Out West Arts: Performance at the end of the world

Opera, music, theater, and art in Los Angeles and beyond

It's The Pictures That Got Small

September 29, 2012

 
Amanda Detmer and Sanaa Lathan Photo by Michael Lamont/Geffen Playhouse 2012
Lynn Nottage’s most recent play By The Way, Meet Vera Stark has arrived in Los Angeles for it West Coast premiere this week at the opening of the fall season for the Geffen Playhouse in Westwood. The play is a distinctly light-hearted follow-up to Nottage’s last stunner of a play, Ruined about the atrocities of war faced by African women on this very planet in these very days. But even though we are making the acquaintance of Vera Stark for the first time, Nottage is treading territory and a certain light-hearted tone familiar to her audiences in such works as Intimate Apparel. Vera Stark is an actress in a time and place, 1930s Hollywood, where African-American women rarely get the opportunity to do any work at all in their chosen profession.
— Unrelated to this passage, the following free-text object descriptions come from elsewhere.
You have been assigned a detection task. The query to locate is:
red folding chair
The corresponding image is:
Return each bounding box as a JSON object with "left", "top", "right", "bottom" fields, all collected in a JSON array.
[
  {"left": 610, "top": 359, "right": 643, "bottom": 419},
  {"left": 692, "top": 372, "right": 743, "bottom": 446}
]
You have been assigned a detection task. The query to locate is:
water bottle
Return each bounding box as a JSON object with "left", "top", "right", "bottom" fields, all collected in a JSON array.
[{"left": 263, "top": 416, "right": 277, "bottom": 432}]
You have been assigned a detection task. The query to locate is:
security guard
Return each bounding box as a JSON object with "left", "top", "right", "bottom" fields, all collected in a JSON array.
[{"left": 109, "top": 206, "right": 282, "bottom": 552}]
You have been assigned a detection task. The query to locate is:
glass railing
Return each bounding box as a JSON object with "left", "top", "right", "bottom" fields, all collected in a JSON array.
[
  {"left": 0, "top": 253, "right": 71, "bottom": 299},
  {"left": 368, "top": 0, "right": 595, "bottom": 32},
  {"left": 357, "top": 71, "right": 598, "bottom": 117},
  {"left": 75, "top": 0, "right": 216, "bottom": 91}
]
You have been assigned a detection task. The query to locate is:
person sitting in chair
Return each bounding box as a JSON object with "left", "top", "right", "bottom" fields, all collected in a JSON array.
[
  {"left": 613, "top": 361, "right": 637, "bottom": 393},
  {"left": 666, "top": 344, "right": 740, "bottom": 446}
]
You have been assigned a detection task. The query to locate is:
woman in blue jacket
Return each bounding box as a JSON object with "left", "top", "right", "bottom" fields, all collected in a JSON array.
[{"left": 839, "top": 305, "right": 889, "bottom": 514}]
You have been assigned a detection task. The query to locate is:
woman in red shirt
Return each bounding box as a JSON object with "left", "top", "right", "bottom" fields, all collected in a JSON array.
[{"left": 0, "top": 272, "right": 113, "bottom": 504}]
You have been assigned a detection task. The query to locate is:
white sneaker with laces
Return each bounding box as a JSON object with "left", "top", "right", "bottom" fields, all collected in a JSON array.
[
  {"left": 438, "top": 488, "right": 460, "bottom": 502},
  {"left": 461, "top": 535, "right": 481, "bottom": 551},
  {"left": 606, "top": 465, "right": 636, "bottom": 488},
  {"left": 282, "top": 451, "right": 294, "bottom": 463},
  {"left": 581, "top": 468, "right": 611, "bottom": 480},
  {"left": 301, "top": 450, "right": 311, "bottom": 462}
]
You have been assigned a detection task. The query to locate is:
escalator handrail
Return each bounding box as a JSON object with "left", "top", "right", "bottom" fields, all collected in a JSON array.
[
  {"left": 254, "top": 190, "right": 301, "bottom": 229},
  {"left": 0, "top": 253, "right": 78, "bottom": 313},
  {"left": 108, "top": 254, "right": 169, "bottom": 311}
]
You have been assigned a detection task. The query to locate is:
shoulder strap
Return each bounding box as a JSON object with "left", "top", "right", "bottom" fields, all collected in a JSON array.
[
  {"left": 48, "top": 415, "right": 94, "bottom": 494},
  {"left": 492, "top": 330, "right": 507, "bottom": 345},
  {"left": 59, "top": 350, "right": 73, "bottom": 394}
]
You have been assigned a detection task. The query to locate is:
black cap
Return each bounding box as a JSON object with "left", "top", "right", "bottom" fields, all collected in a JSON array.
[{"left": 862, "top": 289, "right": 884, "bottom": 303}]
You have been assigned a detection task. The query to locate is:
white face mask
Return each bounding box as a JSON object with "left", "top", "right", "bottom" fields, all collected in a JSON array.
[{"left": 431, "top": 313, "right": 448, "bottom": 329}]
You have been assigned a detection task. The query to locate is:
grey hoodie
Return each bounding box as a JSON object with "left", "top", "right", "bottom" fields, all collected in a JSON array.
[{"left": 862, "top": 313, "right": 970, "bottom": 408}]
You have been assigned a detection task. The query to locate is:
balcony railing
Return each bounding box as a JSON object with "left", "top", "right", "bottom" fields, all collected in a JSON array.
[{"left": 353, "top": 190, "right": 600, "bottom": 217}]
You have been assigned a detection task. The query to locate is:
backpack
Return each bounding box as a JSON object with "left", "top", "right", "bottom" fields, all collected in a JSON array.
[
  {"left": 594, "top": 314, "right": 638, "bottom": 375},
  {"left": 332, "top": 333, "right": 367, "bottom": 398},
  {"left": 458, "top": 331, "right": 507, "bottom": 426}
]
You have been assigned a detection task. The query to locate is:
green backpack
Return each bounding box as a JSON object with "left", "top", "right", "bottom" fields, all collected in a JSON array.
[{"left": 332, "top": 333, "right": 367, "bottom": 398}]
In fact much of the evening deals with Stark’s relationships with the white folks she works with as she struggles to find her place in a town where she and her friends are largely unwelcome outside of serving in a variety of domestic and supporting roles both on screen and off.

But Stark, a sharp sly Sanaa Lathan, perseveres landing a large role, though it is still as a maid, in the fictional 1930s classic film “The Belle of New Orleans” opposite her white friend, cousin, starlet and employer Gloria Mitchell, played here by Amanda Detmer. This film will end up establishing Stark’s name in cinematic history and serves as the substrate for the play’s second act ostensibly set during a modern–day film conference where fake scholars debate the legacy of Stark while also revisiting her last filmed interview as part of an appearance opposite Mitchell in a 1970s TV talk show guest spot. If it sounds like the play gets “meta” it does. But not necessarily successfully. Filmed segments are mixed with live action here including a live performance recreation of the video interview segment from the 1970s. While the first half of the show has an almost madcap sitcom feel to it with Stark and her friends desperately trying to finagle roles in a big Hollywood film, the second half portends to be far more sophisticated. It rarely succeeds in getting there, though, as director Jo Bonney burdens the academic conference framing device with stock cartoon faux-academic caricatures that grouse and mug for comic effect in what struck me as an unintentional parallel to the minstrelsy that Stark and her friends find themselves constrained to recapitulate in an effort to work breaking down walls in their own chosen field.

It is the confused tone that makes By The Way, Meet Vera Stark most frustrating. The show goes deliberately for cheap laughs when in range of making its biggest points. Nottage also seems uncertain of how to balance this content against the drama of the interpersonal relationship and history of Mitchell and Stark, which at times is offered up as a mystery only to be abandoned in favor of other pursuits and never revisited. The play does cover territory worth considering, though, and despite its faults and the missteps of an overly jocular production, By The Way, Meet Vera Stark does manage to give voice to a particular moment in American cultural history with respect to African-American women that doesn’t always make it way on real life stages. The show continues at the Geffen through the 28th of October.